Have you ever considered John Wesley as an architect--not the architect of our denomination, but actually designing a church building. That church is City Road Chapel in London. It is also referred to as Wesley’s Chapel and was built to replace John Wesley's earlier London chapel, The Foundry.The site was purchased from the Corporation of London in 1776. After considerable funds had been raised, the foundation stone for the new chapel was laid on April 21, 1777. On that day Wesley preached on what God had accomplished through him and the Methodists (Numbers 23:23). Although Wesley designed the building, he was wise enough to use the architect George Dance the Younger, surveyor to the City of London, to provide the building plans. Built by Samuel Tooth, a member of the Foundry Chapel and one of Wesley’s lay preachers, City Road Chapel was opened on All Saints’ Sunday, 1778.
Even though Wesley called his chapel "neat, but not fine," its Georgian lines and other features are quite attractive. It faces Bunhill Fields across the street, where his mother Susanna is buried along with several notable Non-Conformists. Wesley's tomb is behind the chapel.
Wesley used City Road Chapel as his London base. The chapel was the first Methodist church in London built for the celebration of communion and preaching. It is not the first Methodist church, however; that honor belongs to the New Room in Bristol.

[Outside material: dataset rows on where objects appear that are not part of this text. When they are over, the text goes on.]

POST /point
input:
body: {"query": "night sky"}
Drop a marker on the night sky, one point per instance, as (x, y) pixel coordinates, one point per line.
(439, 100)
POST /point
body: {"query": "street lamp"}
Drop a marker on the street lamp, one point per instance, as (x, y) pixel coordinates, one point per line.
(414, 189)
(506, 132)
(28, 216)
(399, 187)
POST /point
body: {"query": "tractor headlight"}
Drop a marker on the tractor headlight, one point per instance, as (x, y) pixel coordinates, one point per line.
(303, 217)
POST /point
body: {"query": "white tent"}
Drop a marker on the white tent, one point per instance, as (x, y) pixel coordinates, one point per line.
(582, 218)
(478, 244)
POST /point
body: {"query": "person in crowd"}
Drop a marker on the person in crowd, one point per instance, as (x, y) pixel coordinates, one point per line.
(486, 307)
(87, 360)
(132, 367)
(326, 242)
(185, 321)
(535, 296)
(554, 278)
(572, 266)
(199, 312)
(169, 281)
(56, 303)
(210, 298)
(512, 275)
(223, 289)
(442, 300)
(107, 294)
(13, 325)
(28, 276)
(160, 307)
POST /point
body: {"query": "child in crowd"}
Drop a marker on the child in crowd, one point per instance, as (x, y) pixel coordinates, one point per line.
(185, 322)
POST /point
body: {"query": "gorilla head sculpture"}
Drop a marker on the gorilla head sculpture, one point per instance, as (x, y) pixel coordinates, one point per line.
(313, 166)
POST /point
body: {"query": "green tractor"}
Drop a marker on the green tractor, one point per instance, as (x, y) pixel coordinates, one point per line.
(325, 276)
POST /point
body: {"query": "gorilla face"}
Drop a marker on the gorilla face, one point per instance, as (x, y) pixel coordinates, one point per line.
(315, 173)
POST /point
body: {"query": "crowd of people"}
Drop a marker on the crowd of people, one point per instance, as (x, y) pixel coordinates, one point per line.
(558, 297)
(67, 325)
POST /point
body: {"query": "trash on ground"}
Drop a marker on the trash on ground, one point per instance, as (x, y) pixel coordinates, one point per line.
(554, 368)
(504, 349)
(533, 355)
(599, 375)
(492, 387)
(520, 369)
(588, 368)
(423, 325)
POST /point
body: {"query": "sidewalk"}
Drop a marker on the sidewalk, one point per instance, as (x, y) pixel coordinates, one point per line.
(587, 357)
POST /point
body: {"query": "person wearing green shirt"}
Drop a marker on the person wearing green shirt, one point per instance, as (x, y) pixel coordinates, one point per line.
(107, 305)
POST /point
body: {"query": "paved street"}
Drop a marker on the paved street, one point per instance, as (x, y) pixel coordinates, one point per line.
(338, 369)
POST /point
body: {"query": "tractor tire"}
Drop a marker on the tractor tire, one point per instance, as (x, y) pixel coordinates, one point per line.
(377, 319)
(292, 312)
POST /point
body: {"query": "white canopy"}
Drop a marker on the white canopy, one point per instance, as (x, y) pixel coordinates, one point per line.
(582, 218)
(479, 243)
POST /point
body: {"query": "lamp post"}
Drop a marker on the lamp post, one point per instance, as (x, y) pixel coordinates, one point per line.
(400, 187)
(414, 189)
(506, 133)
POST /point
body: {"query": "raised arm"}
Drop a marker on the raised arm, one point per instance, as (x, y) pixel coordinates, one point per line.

In 1891, to mark the centenary of Wesley's death, the chapel was refurbished. The original oak masts that supported the gallery, a gift to the chapel from King George III, were replaced with marble pillars from around the world. As it was the Civil War era, the chapel received two pillars from America: North and South.
One year after the completion of the chapel, Wesley built a house on the property. He spent the last 11 winters of his life here and died in his bedroom on March 2, 1791. An art print from the era shows Wesley on his deathbed surrounded by several friends and associates. Having visited the house myself, I can only wonder how all fifteen people fit into such a small space (11ft. x 14ft.). Artistic license?
Former British Prime Minister Margaret Thatcher got married at Wesley's Chapel in 1951. A devout Methodist, she attended services here from time to time, but the security arrangements eventually made it very difficult to do so. She donated the current communion rail.